The literature links the most severe adult events to specific biological or programmatic risk factors: high Loa loa microfilarial loads (leading to post‑treatment encephalopathy), possible genetic mdr‑1 variants, drug–drug interactions, and overdoses from veterinary formulations or misuse [3] [4] [8]. For pediatric populations the main signals in the reviewed studies were mild reactions attributed to parasite killing (an inflammatory “Mazzotti”-type response) and not to encephalopathy; but authors note pediatric pharmacovigilance systems and databases often lack weight data, limiting detection of rare weight‑specific harms [1] [5] [9].

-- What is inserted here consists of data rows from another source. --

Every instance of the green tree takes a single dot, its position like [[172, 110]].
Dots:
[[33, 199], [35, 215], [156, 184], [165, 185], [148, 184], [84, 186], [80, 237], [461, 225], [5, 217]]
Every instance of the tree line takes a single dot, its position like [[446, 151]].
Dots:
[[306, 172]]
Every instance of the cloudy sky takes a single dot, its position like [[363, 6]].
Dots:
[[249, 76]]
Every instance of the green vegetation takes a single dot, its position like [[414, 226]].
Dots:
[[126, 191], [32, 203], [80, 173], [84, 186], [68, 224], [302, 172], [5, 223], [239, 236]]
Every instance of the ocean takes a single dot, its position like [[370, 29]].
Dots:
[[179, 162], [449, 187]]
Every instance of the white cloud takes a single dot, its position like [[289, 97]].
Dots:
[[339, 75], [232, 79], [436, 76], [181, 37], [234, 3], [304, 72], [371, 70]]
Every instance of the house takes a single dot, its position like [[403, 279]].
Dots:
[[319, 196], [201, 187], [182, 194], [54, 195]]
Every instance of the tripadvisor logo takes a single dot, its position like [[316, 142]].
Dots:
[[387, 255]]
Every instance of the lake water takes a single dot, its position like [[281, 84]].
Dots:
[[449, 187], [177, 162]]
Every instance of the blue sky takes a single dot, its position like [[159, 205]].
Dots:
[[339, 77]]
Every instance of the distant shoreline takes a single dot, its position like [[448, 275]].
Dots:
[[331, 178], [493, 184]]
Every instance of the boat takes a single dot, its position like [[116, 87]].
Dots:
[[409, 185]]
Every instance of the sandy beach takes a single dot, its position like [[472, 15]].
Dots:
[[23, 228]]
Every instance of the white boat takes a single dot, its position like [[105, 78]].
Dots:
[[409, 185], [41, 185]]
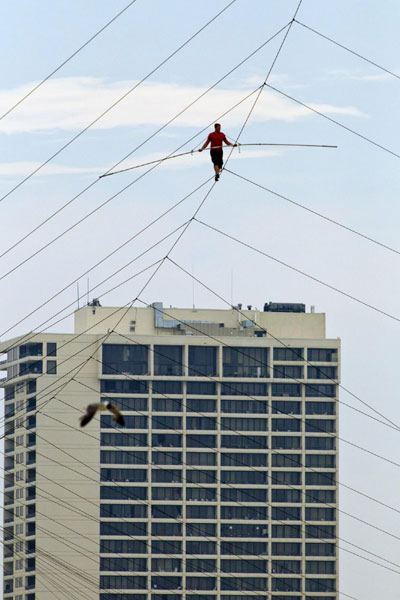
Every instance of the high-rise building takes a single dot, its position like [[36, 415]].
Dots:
[[220, 486]]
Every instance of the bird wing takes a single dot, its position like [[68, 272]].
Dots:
[[88, 416], [116, 414]]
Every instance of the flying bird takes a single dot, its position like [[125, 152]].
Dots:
[[92, 409]]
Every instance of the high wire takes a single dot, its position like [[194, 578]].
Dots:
[[134, 87], [60, 66]]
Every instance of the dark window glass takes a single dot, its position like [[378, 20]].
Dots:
[[123, 511], [166, 493], [201, 565], [288, 354], [320, 443], [320, 531], [122, 564], [118, 528], [203, 361], [166, 458], [128, 404], [166, 547], [204, 423], [244, 548], [286, 389], [288, 372], [200, 529], [320, 408], [245, 362], [167, 404], [167, 387], [244, 441], [285, 495], [168, 360], [51, 349], [201, 512], [254, 513], [166, 565], [123, 386], [287, 513], [196, 547], [122, 582], [286, 531], [243, 495], [286, 549], [165, 582], [51, 367], [244, 406], [243, 530], [123, 475], [114, 457], [201, 388], [244, 459], [286, 566], [166, 440], [244, 424], [201, 583], [127, 492], [292, 584], [320, 549], [285, 478], [202, 405], [286, 443], [166, 475], [201, 458], [244, 583], [286, 460], [201, 493], [166, 511], [286, 407], [322, 354], [328, 425], [321, 461], [244, 477], [320, 390], [164, 422], [203, 476], [124, 439], [286, 424], [322, 372], [125, 358], [201, 441], [233, 388], [168, 529], [321, 496], [326, 478]]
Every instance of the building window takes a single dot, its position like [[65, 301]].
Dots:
[[202, 361]]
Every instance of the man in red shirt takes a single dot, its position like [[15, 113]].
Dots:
[[216, 139]]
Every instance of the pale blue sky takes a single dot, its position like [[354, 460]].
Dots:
[[357, 184]]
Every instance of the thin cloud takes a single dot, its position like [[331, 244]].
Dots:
[[72, 103]]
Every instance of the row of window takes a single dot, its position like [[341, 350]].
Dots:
[[209, 388], [110, 546], [227, 423], [174, 511], [210, 583], [247, 530], [213, 476], [204, 405], [281, 495], [242, 442], [237, 459], [207, 565], [202, 360]]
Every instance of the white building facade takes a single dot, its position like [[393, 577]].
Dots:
[[220, 486]]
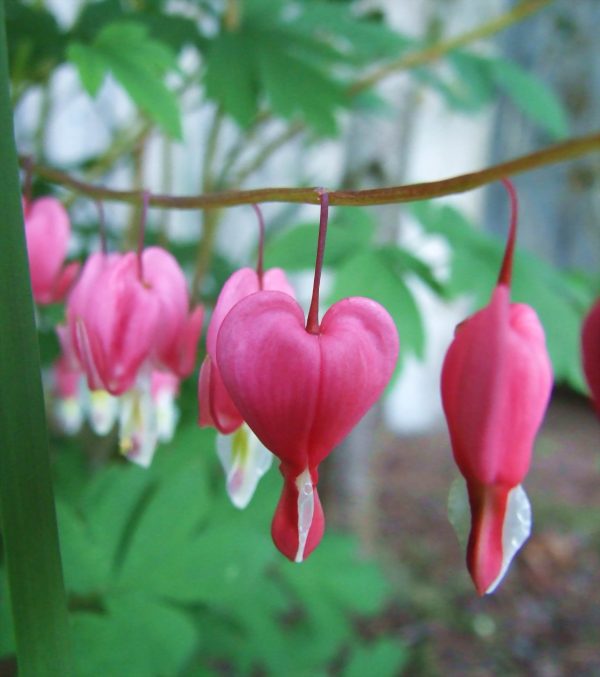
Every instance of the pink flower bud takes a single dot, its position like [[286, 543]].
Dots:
[[47, 230], [496, 383]]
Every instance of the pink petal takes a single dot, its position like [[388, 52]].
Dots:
[[496, 383], [284, 528], [47, 229]]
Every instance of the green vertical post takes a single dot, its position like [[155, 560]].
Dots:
[[27, 509]]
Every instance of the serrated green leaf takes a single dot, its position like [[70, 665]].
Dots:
[[140, 69], [90, 65], [532, 96], [136, 636], [230, 76], [295, 248], [384, 658], [7, 639]]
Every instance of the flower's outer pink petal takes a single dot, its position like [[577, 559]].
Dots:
[[359, 349], [496, 383], [116, 319], [239, 285], [216, 408], [64, 281], [284, 528], [272, 374], [590, 349], [163, 381], [163, 274], [484, 550], [47, 229]]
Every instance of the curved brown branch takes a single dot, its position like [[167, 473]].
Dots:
[[568, 150]]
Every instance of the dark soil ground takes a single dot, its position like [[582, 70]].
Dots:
[[544, 620]]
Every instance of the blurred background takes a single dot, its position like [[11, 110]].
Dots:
[[165, 577]]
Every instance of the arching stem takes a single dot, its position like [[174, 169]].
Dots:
[[506, 270], [102, 227], [260, 265], [312, 322]]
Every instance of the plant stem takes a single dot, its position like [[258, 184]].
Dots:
[[26, 498], [312, 321], [437, 51], [260, 259], [561, 152]]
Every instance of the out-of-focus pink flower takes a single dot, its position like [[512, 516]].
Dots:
[[496, 383], [301, 392], [215, 405], [113, 319], [590, 351], [180, 330], [47, 230]]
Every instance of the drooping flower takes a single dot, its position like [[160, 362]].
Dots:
[[68, 410], [215, 405], [47, 230], [496, 383], [301, 389], [590, 351]]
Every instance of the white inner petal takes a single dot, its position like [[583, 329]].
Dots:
[[102, 409], [245, 460], [306, 509], [515, 531], [138, 433], [459, 512]]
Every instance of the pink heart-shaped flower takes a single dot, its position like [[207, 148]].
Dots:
[[302, 393]]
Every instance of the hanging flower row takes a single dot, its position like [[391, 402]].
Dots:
[[274, 383]]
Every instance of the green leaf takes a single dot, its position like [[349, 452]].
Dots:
[[384, 658], [140, 69], [86, 566], [230, 77], [135, 636], [532, 96], [349, 231], [7, 638]]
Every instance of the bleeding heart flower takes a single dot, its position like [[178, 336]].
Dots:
[[177, 340], [302, 389], [215, 405], [47, 230], [245, 460], [590, 350], [496, 383], [113, 317]]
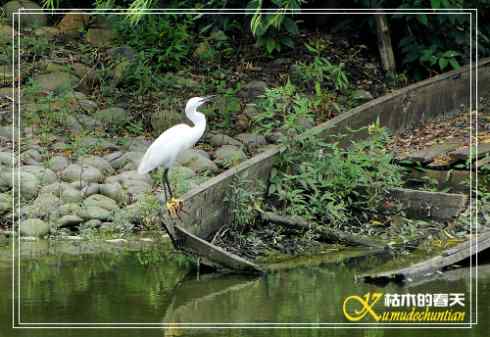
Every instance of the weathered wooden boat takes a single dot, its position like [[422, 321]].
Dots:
[[439, 97]]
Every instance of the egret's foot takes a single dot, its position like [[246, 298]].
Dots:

4. Common and serious reactions reported across age groups

Common, typically transient side effects listed by clinical resources include nausea, diarrhea, dizziness, swelling, pruritus, fever, rash, myalgia and headache — reactions that often relate to parasite die‑off and immune responses [10] [11]. Serious reactions reported in adults include severe skin reactions, liver injury and, most prominently in safety reviews, neurological events up to fatal encephalopathy in the context of Loa loa co‑infection or overdose [10] [4] [3]. For children, the cited systematic reviews and observational studies report only mild, self‑limiting events in the assembled cohorts [1] [5].

5. Data gaps, reporting biases and regulatory caution

Authors repeatedly emphasize limited data and reporting gaps: active surveillance databases often lack weight information so pediatric cases may be undercounted; reporting varies by country and mass‑treatment programs may both reveal and confound risk signals [1] [4]. Regulatory labels and drug information note that safety in children under 15 kg has not been fully established and that topical ivermectin has different pediatric labeling than oral forms [6] [12] [7]. These constraints mean absence of evidence of serious pediatric harm in published series does not equal proof of absence.

6. Practical takeaways and competing viewpoints

The conservative medical position reflected in product monographs and major clinics is to dose oral ivermectin by weight and to withhold or use caution below 15 kg because controlled pediatric data remain limited [6] [7]. Conversely, systematic reviews of published small‑child cases conclude existing limited data suggest safety and have called for reconsideration of the contraindication in some contexts [1] [2]. Public‑health signals in adults — serious neurological events linked to Loa loa and programmatic use — warn clinicians to screen travel/exposure history and avoid misuse or veterinary formulations [4] [8].

Limitations: available sources do not mention every specific adverse event a clinician might encounter; weight‑stratified pharmacovigilance is incomplete and surveillance biases exist [1] [4].